A pizza place with games, rides, and creepy animatronics—sound familiar? If you guessed Chuck E. Cheese, you might be surprised to learn that there was actually another oddly similar concept that predated the rodent-themed pizza playpen. The concept was called ShowBiz Pizza Place, a kid-centric eatery that served pizza with a side of shenanigans.

Initially opened in Kansas City in 1980, ShowBiz featured an animatronic stage show called Rock-afire Explosion, starring a hillbilly bear called Billy Bon, a musical gorilla, and a spirited mouse.

Unsurprisingly, there really is only room for one animatronic pizza place, so when Chuck E. Cheese became the de facto brand for ball pits and pizza, it eventually took over ShowBiz and converted all locations by 1992, leaving the brand's origins in the 1980s dust. Of course, the fact that Chuck E. Cheese has gone through bankruptcy and resorted to selling frozen pizza is not exactly the pinnacle of success either, so only time will tell how much longer America will have a pizza place with animatronic critters.

Happy Joe's Pizza

happy joe's pizza
Happy Joe's Pizza / Facebook

While not totally gone, the future looks iffy for a Midwestern pizza chain that's taken a big hit in recent years. Whereas Happy Joe's once boasted 42 locations across Minnesota, Missouri, Iowa, Illinois, North Dakota, and Wisconsin, its parent company Dynamic Restaurant Holdings filed for bankruptcy—resulting in the imminent shuttering of numerous company-owned locations.

Unlike Pizza Haven and ShowBiz, however, there's still hope for Happy Joe's. The bankruptcy, brought on by woes of the pandemic and suffocating competition, didn't affect franchised locations, which still account for a bulk of its units. So while Dynamic couldn't endure its $5.3 million debt, the brand lives on to fight another day.

Pizza Cucinova

pizza cucinova exterior
Pizza Cucinova / Facebook

While nowhere near as prolific as Pizza Haven, and but a blip on the radar compared to omnipresent entities like Domino's, Pizza Cucinova was an Ohio-based mini-chain with a loyal following that seems to have vanished overnight. Without any formal announcement or acknowledgment (its website no longer works, and its last Instagram post was in 2019), all five locations were shut down, giving artisan pizza-loving Ohioans no time to grieve.

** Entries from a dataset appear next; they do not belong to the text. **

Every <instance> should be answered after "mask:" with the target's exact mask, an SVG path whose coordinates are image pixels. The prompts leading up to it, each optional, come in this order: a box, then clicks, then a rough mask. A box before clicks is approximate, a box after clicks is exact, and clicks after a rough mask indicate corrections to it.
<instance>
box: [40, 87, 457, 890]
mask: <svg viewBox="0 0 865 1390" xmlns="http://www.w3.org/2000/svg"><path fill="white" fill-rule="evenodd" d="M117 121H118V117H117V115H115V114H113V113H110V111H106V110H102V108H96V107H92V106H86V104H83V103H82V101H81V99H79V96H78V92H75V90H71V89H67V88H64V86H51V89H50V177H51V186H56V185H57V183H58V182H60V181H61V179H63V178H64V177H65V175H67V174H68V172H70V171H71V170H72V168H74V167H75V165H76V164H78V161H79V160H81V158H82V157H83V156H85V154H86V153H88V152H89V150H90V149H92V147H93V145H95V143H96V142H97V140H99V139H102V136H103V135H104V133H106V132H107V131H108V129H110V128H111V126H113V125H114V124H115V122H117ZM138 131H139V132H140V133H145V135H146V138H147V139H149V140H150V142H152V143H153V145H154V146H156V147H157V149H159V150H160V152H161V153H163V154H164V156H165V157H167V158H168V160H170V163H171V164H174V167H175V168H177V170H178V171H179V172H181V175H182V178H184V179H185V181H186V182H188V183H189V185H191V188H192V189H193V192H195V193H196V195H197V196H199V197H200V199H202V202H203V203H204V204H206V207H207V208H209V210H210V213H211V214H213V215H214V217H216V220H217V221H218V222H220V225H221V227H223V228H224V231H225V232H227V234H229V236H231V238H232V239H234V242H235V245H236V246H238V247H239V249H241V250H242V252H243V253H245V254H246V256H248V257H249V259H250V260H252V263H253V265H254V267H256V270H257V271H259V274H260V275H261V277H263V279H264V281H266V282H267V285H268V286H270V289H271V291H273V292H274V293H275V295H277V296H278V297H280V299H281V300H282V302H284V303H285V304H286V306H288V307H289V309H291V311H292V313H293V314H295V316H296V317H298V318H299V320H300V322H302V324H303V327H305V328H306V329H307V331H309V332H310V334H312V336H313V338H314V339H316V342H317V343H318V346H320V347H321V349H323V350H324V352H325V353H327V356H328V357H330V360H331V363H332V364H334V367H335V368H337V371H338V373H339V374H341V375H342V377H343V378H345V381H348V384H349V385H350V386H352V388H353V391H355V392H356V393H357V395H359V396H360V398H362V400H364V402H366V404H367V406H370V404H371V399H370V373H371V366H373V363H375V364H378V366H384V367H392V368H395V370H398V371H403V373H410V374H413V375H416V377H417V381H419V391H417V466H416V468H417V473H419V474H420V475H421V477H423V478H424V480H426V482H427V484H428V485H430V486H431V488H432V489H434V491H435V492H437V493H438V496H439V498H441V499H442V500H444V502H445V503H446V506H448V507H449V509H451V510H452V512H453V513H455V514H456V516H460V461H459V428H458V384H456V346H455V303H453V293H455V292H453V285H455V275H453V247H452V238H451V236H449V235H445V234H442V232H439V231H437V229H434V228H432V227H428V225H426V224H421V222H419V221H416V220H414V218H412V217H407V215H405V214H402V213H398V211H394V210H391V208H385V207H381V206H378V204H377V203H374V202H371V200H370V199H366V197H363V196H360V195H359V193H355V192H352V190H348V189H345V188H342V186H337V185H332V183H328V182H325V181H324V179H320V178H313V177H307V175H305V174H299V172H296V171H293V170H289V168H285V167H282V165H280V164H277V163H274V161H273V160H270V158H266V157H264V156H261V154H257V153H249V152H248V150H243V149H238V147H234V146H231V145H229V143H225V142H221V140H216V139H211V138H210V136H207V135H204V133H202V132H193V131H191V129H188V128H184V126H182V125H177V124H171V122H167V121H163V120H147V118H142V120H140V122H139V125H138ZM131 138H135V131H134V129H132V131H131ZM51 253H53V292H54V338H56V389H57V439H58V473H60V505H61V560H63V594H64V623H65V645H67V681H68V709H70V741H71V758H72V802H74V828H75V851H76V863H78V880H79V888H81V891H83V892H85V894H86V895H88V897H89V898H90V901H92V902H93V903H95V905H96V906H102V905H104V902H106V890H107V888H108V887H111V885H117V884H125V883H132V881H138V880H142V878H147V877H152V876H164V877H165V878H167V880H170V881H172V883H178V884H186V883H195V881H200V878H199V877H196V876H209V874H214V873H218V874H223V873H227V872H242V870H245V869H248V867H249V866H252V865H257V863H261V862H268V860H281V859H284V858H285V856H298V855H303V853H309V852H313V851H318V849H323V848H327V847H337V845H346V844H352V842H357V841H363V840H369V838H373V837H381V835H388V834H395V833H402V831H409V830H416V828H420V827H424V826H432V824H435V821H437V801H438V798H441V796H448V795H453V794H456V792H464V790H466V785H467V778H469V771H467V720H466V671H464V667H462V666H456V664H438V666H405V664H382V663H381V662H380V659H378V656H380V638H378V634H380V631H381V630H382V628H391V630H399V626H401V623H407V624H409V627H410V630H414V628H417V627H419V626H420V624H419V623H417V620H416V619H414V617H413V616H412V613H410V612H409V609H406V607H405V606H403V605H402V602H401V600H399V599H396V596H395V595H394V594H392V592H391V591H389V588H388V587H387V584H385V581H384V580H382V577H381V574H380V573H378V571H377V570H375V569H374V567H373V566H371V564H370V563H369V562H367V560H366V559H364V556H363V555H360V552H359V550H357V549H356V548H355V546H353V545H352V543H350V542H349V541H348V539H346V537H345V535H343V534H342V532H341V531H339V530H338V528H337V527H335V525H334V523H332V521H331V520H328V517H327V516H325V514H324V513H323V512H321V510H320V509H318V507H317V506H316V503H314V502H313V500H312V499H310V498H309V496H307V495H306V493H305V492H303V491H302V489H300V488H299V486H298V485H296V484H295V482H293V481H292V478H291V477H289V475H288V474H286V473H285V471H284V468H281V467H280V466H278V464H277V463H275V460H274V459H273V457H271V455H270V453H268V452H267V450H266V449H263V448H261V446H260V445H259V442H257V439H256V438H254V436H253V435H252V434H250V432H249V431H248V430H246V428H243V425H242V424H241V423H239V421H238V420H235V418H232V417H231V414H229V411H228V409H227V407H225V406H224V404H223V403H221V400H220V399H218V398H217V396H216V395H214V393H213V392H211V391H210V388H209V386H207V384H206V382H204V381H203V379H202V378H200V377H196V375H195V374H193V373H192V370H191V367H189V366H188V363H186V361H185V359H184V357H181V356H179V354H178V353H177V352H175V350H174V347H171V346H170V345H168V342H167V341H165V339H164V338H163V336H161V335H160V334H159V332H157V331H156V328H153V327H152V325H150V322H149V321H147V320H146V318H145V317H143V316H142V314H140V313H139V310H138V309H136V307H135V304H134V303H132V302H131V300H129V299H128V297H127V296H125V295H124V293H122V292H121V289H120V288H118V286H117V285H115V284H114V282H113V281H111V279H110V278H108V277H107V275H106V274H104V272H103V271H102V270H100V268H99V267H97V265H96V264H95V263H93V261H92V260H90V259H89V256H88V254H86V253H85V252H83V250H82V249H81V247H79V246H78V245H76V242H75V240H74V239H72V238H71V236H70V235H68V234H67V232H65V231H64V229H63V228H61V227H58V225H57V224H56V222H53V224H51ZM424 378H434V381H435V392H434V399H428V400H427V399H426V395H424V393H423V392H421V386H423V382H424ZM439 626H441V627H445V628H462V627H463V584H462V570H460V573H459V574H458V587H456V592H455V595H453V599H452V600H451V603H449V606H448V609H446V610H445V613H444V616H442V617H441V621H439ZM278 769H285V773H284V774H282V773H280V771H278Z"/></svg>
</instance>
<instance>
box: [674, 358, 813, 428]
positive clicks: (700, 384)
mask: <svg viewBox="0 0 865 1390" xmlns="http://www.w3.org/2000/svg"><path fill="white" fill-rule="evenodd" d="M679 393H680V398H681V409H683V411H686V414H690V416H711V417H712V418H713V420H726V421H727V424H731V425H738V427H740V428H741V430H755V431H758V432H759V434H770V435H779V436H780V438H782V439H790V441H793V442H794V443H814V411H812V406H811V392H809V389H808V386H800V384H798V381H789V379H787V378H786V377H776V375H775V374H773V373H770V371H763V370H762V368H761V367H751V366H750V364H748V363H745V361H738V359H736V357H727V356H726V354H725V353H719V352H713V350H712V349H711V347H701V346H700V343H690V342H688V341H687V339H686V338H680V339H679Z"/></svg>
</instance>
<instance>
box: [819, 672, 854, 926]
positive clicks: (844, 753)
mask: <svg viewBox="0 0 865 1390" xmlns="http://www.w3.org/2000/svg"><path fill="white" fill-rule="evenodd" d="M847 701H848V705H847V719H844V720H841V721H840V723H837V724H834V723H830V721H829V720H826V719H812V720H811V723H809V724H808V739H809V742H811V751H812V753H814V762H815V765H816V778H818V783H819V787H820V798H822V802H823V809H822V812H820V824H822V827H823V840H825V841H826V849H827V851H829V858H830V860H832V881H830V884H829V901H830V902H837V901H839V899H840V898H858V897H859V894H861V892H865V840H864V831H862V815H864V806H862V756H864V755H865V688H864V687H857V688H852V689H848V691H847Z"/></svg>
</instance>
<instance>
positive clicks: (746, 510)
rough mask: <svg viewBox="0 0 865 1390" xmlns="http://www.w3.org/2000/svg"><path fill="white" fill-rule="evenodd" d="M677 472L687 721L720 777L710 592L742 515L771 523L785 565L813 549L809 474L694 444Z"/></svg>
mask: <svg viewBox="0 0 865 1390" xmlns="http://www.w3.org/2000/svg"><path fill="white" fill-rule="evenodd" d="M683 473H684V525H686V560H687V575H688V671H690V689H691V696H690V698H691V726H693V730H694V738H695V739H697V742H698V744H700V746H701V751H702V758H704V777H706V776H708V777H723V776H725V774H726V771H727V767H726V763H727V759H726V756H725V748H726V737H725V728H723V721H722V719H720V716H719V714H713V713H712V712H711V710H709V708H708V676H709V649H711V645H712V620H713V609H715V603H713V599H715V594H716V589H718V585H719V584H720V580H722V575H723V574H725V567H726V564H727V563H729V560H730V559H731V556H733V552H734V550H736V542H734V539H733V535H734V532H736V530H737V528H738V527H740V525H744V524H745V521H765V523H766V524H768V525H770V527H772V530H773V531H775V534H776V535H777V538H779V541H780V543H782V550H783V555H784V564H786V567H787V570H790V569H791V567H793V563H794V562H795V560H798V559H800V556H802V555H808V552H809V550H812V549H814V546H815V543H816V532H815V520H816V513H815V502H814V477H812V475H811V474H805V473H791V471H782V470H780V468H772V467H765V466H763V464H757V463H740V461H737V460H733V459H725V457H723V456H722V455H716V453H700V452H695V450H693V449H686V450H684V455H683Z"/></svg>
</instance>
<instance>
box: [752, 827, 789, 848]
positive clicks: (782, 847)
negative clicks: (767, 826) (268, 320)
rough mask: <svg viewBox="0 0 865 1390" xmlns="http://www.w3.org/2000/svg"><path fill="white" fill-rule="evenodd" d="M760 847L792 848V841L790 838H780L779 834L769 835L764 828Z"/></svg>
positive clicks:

The lifespan of the company was short. It first opened in 2013, before growing to a handful of outposts—some of which never returned after the initial pandemic-induced closures. The chain was owned by Florida-based Vivaria Group, which bought Pizza Cucinova from Sbarro—a chain notorious for its own struggles—which certainly speaks volumes about its chances in a pizza-saturated market.